Divergence example

So I've got a vector field here V of XY where the first component of the output is just ( x \cdot y ) and the second component is ( y^2 - x^2 ). The picture of this vector field is here; this is what that vector field looks like. What I'd like to do is compute and interpret the divergence of V.

The divergence of V as a function of X and Y. In the last couple videos, I explained that the formula for this, and hopefully, it's more than just a formula, but something you have an intuition for, is the partial derivative of P with respect to X, and by P, I mean that first component. So if you're thinking about this as being ( P(x, y) ) and ( Q(x, y) ), it could use any letters, right? P and Q are common, but the upshot is it's the partial derivative of the first component with respect to the first variable plus the partial derivative of that second component with respect to that second variable Y.

As we actually plug this in and start computing, the partial derivative of P with respect to X of this guy with respect to ( x ) looks like a variable, and ( y ) looks like a constant. The derivative is ( y ), that constant. Then, the partial derivative of Q, that second component, with respect to Y; we look here, ( y^2 ) looks like a variable, and its derivative is ( 2 \cdot Y ). ( 2 \cdot Y ) and then ( X ) just looks like a constant, so nothing happens there.

So on the whole, the divergence evidently just depends on the Y value; it's ( 3 \cdot y ). So what that should mean is if we look, for example, let's say we look at all points where ( y = 0 ), we'd expect the divergence to be zero. That fluid neither goes towards nor away from each point.

So ( y = 0 ) corresponds with this x-axis of points. At a given point here, evidently, it's the case that the fluid kind of flowing in from above is balanced out by how much fluid flows away from it here. And wherever you look, I mean here, it's kind of only flowing in by a little, and I guess it's flowing out just by that same amount, and that all cancels out.

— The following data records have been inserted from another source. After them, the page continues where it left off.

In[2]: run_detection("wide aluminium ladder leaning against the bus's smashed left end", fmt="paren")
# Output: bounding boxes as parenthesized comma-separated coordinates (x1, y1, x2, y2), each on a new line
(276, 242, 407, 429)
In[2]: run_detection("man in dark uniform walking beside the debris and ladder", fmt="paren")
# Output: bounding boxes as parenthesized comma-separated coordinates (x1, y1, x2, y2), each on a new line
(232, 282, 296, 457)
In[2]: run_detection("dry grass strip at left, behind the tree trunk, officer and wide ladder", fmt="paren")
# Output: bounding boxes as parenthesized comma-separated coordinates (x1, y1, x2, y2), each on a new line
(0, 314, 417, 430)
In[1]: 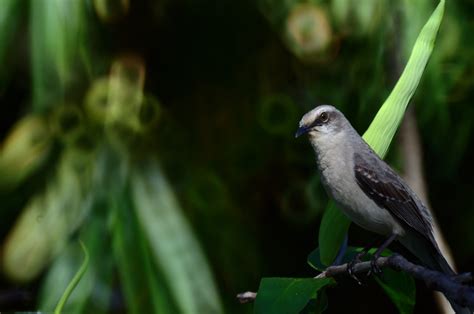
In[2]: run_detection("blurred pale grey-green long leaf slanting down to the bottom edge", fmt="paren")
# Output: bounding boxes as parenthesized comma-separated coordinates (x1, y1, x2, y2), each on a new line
(131, 160, 223, 314)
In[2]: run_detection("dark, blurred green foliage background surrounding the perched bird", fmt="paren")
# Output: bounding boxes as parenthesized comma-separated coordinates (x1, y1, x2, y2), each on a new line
(0, 0, 474, 313)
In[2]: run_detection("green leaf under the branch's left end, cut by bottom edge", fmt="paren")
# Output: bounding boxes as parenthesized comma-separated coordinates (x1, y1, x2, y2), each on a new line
(254, 278, 334, 314)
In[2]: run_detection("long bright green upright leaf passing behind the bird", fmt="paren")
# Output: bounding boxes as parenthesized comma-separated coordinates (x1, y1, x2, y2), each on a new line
(319, 0, 445, 265)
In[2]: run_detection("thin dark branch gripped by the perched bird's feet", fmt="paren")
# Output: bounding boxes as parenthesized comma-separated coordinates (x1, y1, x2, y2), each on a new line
(237, 254, 474, 310)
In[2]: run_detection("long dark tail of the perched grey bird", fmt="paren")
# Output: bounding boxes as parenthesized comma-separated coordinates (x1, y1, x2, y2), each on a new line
(400, 234, 473, 314)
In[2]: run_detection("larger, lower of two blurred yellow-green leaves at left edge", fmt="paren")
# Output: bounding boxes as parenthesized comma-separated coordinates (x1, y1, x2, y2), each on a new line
(3, 148, 99, 282)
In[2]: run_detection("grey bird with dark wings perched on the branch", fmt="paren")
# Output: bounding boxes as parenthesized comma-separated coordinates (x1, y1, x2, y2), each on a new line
(295, 105, 471, 313)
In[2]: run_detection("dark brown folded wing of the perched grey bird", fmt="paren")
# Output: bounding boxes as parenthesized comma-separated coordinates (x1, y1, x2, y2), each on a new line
(354, 153, 434, 241)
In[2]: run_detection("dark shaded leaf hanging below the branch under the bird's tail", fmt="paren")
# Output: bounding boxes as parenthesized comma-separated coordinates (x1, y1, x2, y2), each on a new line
(374, 268, 416, 314)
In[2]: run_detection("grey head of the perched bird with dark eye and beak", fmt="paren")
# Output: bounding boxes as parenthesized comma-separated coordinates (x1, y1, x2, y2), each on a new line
(295, 105, 348, 139)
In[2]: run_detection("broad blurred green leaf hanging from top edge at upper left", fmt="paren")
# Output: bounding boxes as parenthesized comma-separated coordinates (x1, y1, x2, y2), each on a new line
(30, 0, 87, 111)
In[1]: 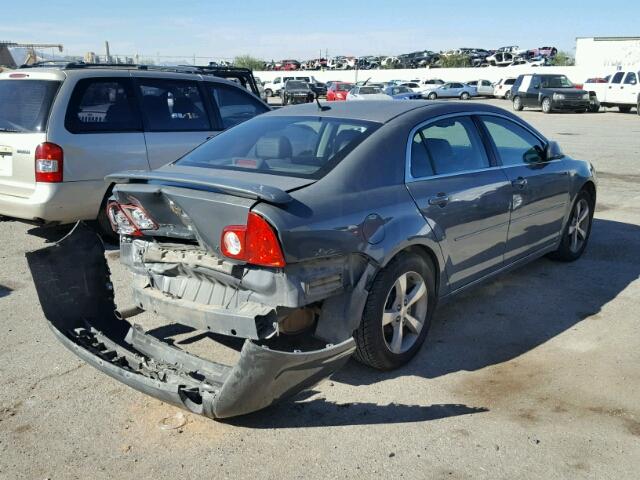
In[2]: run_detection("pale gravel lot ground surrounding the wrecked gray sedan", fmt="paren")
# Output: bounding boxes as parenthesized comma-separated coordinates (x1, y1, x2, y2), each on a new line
(0, 100, 640, 480)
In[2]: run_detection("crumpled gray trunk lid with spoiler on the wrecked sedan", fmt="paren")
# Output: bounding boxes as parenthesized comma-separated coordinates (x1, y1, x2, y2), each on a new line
(107, 166, 314, 256)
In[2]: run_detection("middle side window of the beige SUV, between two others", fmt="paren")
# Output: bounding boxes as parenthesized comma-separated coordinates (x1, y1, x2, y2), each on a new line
(138, 78, 211, 132)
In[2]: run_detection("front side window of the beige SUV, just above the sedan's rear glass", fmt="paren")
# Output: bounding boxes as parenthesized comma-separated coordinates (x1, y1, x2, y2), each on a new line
(205, 83, 269, 130)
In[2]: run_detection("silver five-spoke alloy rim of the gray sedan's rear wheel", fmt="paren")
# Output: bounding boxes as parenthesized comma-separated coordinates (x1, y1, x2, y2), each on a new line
(382, 271, 429, 354)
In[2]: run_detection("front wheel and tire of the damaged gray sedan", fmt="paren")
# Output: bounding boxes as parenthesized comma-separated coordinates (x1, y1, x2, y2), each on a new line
(549, 190, 593, 262)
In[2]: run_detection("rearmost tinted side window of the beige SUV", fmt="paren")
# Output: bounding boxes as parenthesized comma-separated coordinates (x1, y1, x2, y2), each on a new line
(65, 78, 142, 133)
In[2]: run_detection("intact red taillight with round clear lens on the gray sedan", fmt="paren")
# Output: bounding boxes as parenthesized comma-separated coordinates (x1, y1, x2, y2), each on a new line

Whereas, you know, let's say we take a look at ( y = 3 ). So in this case, the divergence should equal ( 3 ), so we'd expect there to be positive divergence when ( Y ) is positive.

If we go up and ( Y ) is equal to 1, 2, 3, and if we look at a point around here and we kind of consider the region around it, you can kind of see how the vectors leaving it seem to be bigger. So the fluid kind of flowing out of this region is pretty rapid, whereas the fluid flowing into it is less rapid.

So on the whole, in a region around this point, the fluid, I guess, is going away. You know, you look anywhere where ( Y ) is positive, and if you kind of look around here, the same is true where fluid does flow into it, it seems, but the vectors kind of going out of this region are larger. So you'd expect on the whole for things to diverge away from that point.

In contrast, you know, if you look at something where ( Y ) is negative, let's say ( Y = -4 ). It doesn't have to be three there, so that would be a divergence of -12. So you'd expect things to definitely be converging towards your specific points.

So you go down to, you know, I guess I said ( Y = -4 ), but really I'm thinking of anything where ( Y ) is negative. Let's say we take a look at like this point here. Fluid flowing into it seems to be according to large vectors, so it's flowing into it pretty quickly here. But when it's flowing out of it, it's less large; it's flowing out of it just kind of in a lack of physical way.

So it kind of makes sense just looking at the picture that the divergence tends to be negative when ( Y ) is negative. What's surprising, what I wouldn't have been able to tell just looking at the picture, is that the divergence only depends on the Y value. That once you compute everything, it's only dependent on the Y value here.

As you go kind of left and right on the diagram, you know if I go up as we look left and right, the value of that divergence doesn't change. That's kind of surprising! It makes a little bit of sense; you know you don't see any notable reason that the divergence here should be any different than here. But I wouldn't have known that they're exactly the same.